Split Screens and the Freight Workaround

If you walk into most freight offices today, you will see the same setup repeated across the room.


Two wide monitors on every desk. Sometimes a third if the laptop is open. One screen usually holds the core system. The other carries email, a PDF, a spreadsheet, or a browser with several tabs open.


It looks completely ordinary, but it did not always look like this.


There was a time when one screen was enough. You opened a system, did what you needed to do, closed it, and moved on. The work was still complex, but the interaction with it felt more linear.


The change is partly practical. Screens are cheaper than they used to be, and offices can now equip everyone with larger displays without much debate.


But hardware costs alone do not explain why the second screen feels essential rather than optional.


Why the Extra Screen Exists


A forwarder rarely works inside one system.


There is the transport management system. There may be a separate customs platform. A port portal to retrieve a UCN number. Shipping line tracking sites. Government databases. Internal spreadsheets. Shared inboxes. Sales inboxes. PDFs arriving that need to be reviewed and cross checked.


None of these systems are unusual. Most of them are necessary.


The second monitor allows them to sit side by side. Someone can review a port reference while entering data into the core platform without constantly switching windows. It makes parallel work easier to manage.


Research has shown measurable productivity gains from multiple monitors. Jon Peddie Research reported that users working across more than one display saw improvements of around 42 percent compared with a single screen setup. Much of that improvement was attributed to reduced window switching and improved visibility across applications.


In freight, that benefit often reflects the reality that several tools must be active at the same time. The additional screen reduces the friction between them, even if it does not simplify the workflow itself.


The Cost of Switching


Freight professionals are accustomed to this environment. Part of the skill lies in knowing where information resides and how to reconcile differences between systems.


The workaround becomes embedded in the role.


At the same time, context switching carries a cognitive cost. Microsoft’s Work Trend Index points to the strain of fragmented digital environments where employees move constantly between applications.


In freight, that switching is visible. It happens in plain sight across two screens.


A reference number is copied from a port site into a core system. Data from a PDF is re entered manually. One system is updated while another is checked to confirm alignment.


The second monitor makes this manageable. It does not remove the need for it.


What Integration Changes


Modern APIs allow systems to exchange data directly rather than relying on manual retrieval. Instead of logging into a separate port platform to retrieve a UCN number, the data can be pulled into the core system automatically.
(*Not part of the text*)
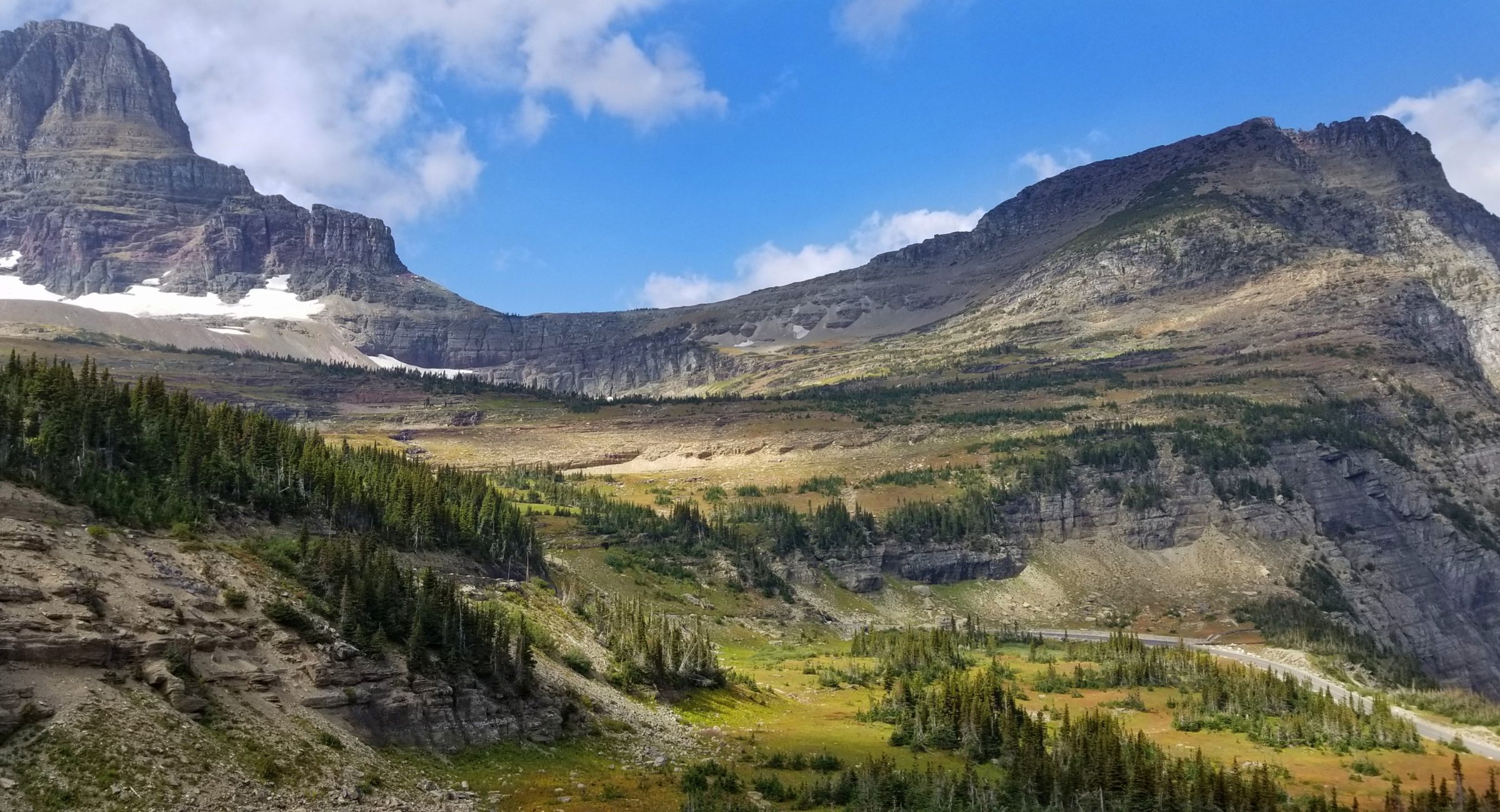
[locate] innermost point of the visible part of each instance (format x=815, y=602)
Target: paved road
x=1424, y=727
Instead of reviewing a document on one screen and typing into another, structured data can move between platforms.


McKinsey’s research on digital reinvention argues that connected architectures reduce operational friction. Deloitte’s work on digital workplace design similarly highlights how intuitive, integrated systems support engagement and efficiency.


Freight will always involve multiple parties and specialist platforms. There is no single solution that replaces everything.


But better connectivity reduces how often someone must leave the primary system they are working in simply to retrieve or duplicate information.


What the Screens Tell You


Dual monitors are not inherently inefficient. In many workflows they genuinely help.


What they reveal is the structure of the underlying technology stack.


When two large screens are required to keep the day moving smoothly, it suggests the systems themselves are not fully aligned. The physical setup of the desk reflects the digital architecture behind it.


The question is not whether the second screen is useful.


It is how much of it would still be necessary if the systems were better connected.